Personally, I consider R.E lessons a great opportunity for exploring new ideas and can be very interesting. No child is too young to ask a question or share an opinion that leads to all sorts of healthy class debates and wonders. Equally, thinking back to some of the R.E. lessons I had as a child, there is a risk that they can be quite boring.
Recently on supply, just after the Easter holidays, I was left with one copy of a Children’s Bible and the task of teaching a class of year 1/2 children about the story of the Pentecost for the afternoon. Neither the children or myself were familiar with the story, they appeared quite restless and were far from enthusiastic about an afternoon of R.E. with a strange teacher. Time to think outside of the box…

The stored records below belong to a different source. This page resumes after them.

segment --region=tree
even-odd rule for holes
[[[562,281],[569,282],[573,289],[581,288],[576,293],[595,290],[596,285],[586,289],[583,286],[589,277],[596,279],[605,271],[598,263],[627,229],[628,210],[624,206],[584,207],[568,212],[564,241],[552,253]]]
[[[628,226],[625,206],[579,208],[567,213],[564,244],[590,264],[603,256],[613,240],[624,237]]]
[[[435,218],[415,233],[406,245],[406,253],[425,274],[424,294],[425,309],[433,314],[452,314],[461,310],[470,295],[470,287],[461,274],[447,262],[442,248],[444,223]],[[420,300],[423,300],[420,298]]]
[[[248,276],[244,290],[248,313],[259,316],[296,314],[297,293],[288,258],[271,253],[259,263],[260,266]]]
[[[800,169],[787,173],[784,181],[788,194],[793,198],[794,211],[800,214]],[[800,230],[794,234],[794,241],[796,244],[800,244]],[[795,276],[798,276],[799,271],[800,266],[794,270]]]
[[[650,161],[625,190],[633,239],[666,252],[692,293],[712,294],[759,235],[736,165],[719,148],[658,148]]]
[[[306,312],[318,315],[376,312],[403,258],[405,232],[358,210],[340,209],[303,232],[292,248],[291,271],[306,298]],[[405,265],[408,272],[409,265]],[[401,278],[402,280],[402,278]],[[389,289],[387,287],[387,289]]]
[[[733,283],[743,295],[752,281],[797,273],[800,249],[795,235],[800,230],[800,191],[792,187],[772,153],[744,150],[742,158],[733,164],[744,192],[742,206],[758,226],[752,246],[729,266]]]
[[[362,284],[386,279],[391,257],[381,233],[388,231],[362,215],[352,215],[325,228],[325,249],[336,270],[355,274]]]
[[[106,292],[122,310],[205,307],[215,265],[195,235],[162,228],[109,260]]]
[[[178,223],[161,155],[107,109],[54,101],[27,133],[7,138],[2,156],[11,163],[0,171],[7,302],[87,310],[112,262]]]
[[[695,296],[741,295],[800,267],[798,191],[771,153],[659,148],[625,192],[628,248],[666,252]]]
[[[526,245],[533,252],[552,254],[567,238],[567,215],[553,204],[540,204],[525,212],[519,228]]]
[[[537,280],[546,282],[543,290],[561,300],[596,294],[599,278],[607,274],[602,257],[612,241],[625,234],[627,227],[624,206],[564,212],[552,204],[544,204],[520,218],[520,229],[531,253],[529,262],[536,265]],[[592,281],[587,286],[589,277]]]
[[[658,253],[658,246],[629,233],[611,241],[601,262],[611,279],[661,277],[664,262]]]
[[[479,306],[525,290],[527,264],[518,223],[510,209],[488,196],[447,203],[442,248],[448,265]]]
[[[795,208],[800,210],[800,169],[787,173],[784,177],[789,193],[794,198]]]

Gathered on the carpet, I read the story to the children stopping every now and again to check for their understanding, also asking various individuals to recap the order of events. Following a discussion about the story we looked at some online images portraying the Pentecost and talked about how different artists had represented the story in different ways and what the different elements in the paintings might represent. Then, I put the children into groups and they each selected a character or two from the story. They created a puppet for their character/characters from card and stuck them on a stick (having discussed what type of clothes they would be wearing- no skinny jeans and ugg boots etc! When I asked why not? “Because they wouldn’t have been in fashion then!”). Finally, in their groups the children recreated the story of the Pentecost as a puppet show. It was great to see how many of them remembered the key events and even some key phrases from the version I had read to them. I even took photos of each group’s puppet show for their teacher to see the next day (would love to have videoed but couldn’t find any equipment in the school at short notice).
The children really seemed to enjoy the whole afternoon, asking lots of questions and getting very excited over their puppet shows. They were engaged through art, design , speaking and listening and R.E. all at the same time! A great way of making R.E. cross-curricular and bringing the story to life for the children.